# Dimensional Analysis

• Dec 6th 2007, 04:12 PM
Chizum
Dimensional Analysis
So I understand how to solve dimensional analysis problems in general. What I don't understand is how to incorporate square/cubic yards into the answer. Here's two examples that I can't find the right answer for:

1) LaShanda is buying carpet for a 15 feet x 12 feet room. How many square yards of carpet does she need to buy?

2) Ted is planning a cement patio that measures 12 feet x 18 feet. If he wants the cement slab to be 4 inches thick, how many cubic yards of cement must he order?

If anyone could break these down for me I'd really appreciate it.
Thank you.
• Dec 6th 2007, 05:05 PM
galactus
There are 9 square feet in a square yard and 27 cubic feet in a cubic yard.
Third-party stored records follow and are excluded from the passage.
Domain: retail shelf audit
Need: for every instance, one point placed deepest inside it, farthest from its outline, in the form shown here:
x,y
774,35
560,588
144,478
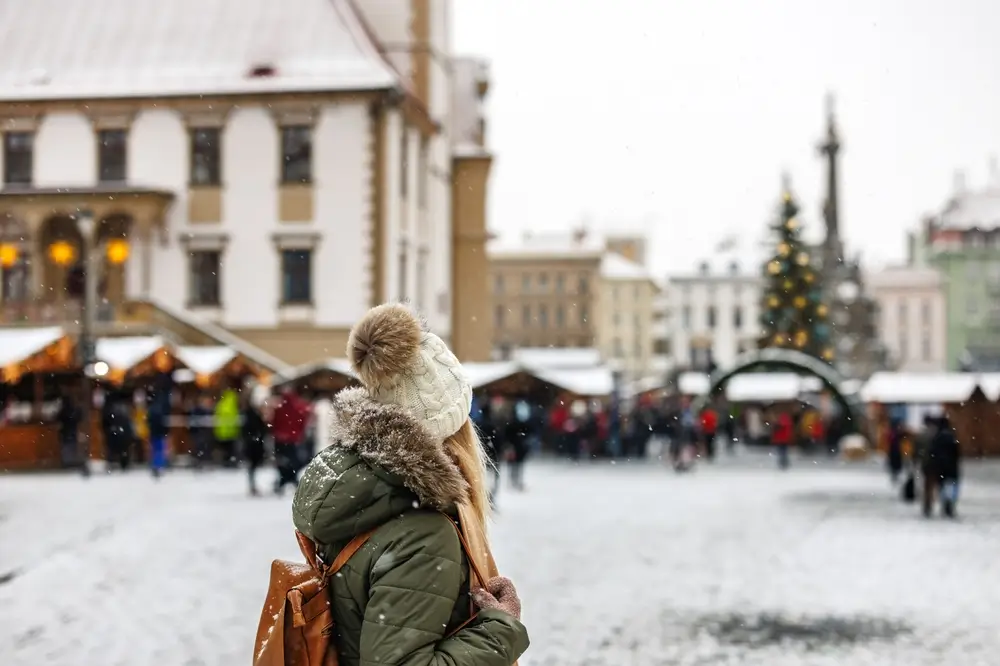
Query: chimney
x,y
959,183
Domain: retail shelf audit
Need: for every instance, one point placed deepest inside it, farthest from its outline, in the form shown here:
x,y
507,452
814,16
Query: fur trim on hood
x,y
387,436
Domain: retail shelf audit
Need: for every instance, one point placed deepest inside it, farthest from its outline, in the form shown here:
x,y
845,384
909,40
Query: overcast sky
x,y
678,116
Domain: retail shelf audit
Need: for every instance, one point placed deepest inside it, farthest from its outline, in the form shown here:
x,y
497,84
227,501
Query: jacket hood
x,y
381,463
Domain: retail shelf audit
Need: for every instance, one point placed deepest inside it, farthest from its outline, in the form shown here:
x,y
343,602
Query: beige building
x,y
912,317
267,172
626,328
545,291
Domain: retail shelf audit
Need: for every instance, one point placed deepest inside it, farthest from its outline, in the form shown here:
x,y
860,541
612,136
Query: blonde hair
x,y
468,453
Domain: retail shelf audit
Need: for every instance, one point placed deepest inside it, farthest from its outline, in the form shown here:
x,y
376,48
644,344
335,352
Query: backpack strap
x,y
308,548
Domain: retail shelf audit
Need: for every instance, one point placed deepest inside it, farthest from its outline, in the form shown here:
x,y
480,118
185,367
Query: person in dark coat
x,y
894,459
253,433
941,469
69,418
118,430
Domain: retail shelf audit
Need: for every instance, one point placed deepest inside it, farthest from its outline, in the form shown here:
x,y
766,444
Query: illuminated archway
x,y
793,361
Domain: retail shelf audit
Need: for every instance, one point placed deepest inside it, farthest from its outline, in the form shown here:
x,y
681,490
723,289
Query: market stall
x,y
34,362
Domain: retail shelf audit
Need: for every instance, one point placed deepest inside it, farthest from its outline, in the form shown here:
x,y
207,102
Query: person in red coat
x,y
288,427
781,437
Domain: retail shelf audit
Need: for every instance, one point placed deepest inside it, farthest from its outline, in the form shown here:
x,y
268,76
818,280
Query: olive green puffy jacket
x,y
397,599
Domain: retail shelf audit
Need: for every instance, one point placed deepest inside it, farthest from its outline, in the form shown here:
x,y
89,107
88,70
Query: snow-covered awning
x,y
123,354
588,382
205,360
919,388
693,383
481,374
20,344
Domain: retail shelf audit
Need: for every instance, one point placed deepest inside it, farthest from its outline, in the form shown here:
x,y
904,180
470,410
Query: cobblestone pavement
x,y
616,564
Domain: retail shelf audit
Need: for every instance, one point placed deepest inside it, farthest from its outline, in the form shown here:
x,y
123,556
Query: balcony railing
x,y
108,317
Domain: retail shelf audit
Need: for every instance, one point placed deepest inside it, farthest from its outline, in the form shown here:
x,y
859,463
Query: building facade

For #2, be sure to use consistent units. 4 inches = 1/3 feet
• Dec 6th 2007, 06:57 PM
Chizum
galactus, thanks for the help but I'm still not quite getting it.

The only ratios I'm given to use for these 2 problems are: "One yard is defined to be 3 feet. One foot is defined to be 12 inches." I'm pretty sure my professor wanted them done using those only, or using those to arrive other ratios (if necessary).

For these questions I'm supposed to write them out in dimensional analysis form.
Example:
Convert the following measurement: 15 gallons to liters

For this question I would answer:
15 gallons * 4 quarts / 1 gallon. * 1 liter / 1.057 quarts = 56.76 liters

For that one I was given "One liter is defined to be 1.057 quarts. There are 4 quarts in a gallon." I know I did that one correctly, it's just these that I can't grasp. If you could write them out in that format for me it would really help me out (it wouldn't be cheating, these are questions on a quiz I've already taken and am now studying for an exam with).

• Dec 6th 2007, 07:08 PM
galactus
$\frac{(15)(12)}{9}$ = 20 square yards.

$\frac{(12)(18)(1/3)}{27}=\frac{8}{3}$ cubic yards.
• Dec 6th 2007, 07:53 PM
DavidB
Quote:

Originally Posted by Chizum
For this question I would answer:
15 gallons * 4 quarts / 1 gallon. * 1 liter / 1.057 quarts = 56.76 liters

In this example, you wrote out everything longhand and then dealt with the dimensions just like you would deal with numbers. For example, you have gallons in the numerator and denominator so you could eliminate them from the end result. You have quarts in the numerator and denominator so you could eliminate them from the result too. All you are left with is liters, which is what you want.

For your other examples, just write them out longhand too, and then cross off all dimensions which appear in both numerator AND denominator:

1) 15 feet * (1 yard/3 feet) * 12 feet * (1 yard/3 feet)

The dimension feet is present on top and bottom of both halves of the equation so you can cross off each matching pair, leaving just yards:

(15/3) yard * (12/3) yard = 20 square yards.

2) 12 feet * (1 yard/3 feet) * 18 feet * (1 yard/3 feet) * 4 inches * (1 foot/12 inches) * (1 yard/3 feet)

The dimension feet is present on top and bottom of the first two terms of this equation so you can cross off each matching pair. In the last term of this equation, there are units of feet AND inches on the top AND bottom so they can be crossed off too. Now you are left with yards:

(12/3) yard * (18/3) yard * ((4/12)/3) yard = 8/3 cubic yards.